The amount of transepidermal water loss (TEWL) is significantly larger in patients with allergic dermatitis than the healthy subjects, whether at a lesion part or non-lesion part is irrelevant [12] [13]. Therefore, TWL influence was a possible reason for the roughness on the skin surface, as shown in Figure 6 being observed in the control sites after Day 14. It is also possible that capturing sufficient OCT images in the depth direction was challenging because the signal strength was weakened by the OCT light being scattered or reflected from the roughness of the skin surface as well as from the moisture level increase on the skin surface due to the fluid discharge from edema.

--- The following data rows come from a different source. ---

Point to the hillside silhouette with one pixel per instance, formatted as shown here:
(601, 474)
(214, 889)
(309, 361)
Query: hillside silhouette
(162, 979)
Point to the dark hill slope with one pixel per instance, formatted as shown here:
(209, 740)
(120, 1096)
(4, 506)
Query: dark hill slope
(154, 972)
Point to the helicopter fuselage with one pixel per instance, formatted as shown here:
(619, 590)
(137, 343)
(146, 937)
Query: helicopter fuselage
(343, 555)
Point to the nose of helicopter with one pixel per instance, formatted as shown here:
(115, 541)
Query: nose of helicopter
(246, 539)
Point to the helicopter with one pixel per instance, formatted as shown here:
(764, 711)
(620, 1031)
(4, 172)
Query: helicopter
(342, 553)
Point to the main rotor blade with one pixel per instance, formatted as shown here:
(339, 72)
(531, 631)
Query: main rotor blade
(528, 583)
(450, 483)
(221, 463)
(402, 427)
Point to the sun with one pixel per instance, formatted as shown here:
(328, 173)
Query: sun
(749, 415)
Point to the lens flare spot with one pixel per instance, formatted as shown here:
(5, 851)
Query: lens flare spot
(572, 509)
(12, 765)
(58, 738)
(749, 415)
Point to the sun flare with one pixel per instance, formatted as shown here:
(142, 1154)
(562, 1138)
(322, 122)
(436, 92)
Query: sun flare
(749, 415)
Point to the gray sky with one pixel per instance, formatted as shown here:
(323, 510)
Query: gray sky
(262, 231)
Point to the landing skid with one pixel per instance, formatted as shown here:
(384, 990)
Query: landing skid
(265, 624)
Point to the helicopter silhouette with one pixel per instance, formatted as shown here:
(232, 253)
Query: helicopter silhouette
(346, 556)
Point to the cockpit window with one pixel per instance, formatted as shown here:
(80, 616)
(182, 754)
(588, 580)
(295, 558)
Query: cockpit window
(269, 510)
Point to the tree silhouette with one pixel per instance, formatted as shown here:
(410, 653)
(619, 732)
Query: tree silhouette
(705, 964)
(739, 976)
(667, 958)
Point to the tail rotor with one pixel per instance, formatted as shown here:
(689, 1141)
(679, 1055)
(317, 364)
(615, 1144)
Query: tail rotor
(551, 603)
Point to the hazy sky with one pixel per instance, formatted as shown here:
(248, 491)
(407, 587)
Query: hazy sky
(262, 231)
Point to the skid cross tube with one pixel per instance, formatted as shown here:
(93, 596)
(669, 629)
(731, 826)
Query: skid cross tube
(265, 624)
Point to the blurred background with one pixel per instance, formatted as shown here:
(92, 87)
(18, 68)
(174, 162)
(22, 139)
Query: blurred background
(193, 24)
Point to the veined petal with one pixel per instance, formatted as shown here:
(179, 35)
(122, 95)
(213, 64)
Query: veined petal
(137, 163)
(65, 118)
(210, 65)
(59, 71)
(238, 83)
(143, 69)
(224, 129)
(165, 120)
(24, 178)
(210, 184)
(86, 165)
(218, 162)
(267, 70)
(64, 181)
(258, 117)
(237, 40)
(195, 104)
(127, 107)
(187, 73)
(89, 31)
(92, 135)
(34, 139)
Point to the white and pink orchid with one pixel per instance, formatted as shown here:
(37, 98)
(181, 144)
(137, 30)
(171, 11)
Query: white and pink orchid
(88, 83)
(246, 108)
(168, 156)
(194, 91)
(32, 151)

In this study, OCT is powerful tool for in vivo observation of the animal model with allergic dermatitis developed by chemical administration to examining their skin inflammation. The results expected in this study would provide valuable information regarding structural/histological alteration in the skin during the development process of dermatitis.
Acknowledgements
The author would like to thank Dr. Atsushi Obata from Shionogi & Co., Ltd. for the corporate support of animal experiments and Associate Professor Shigeyoshi Saito, Graduate School of Medicine, Osaka University for fruitful discussions of this research.
Ethical Concerns
This study was conducted under approval from the ethics review board of the Animal Care and Use Committee for Osaka University Graduate School of Medicine (No. 29-02-01).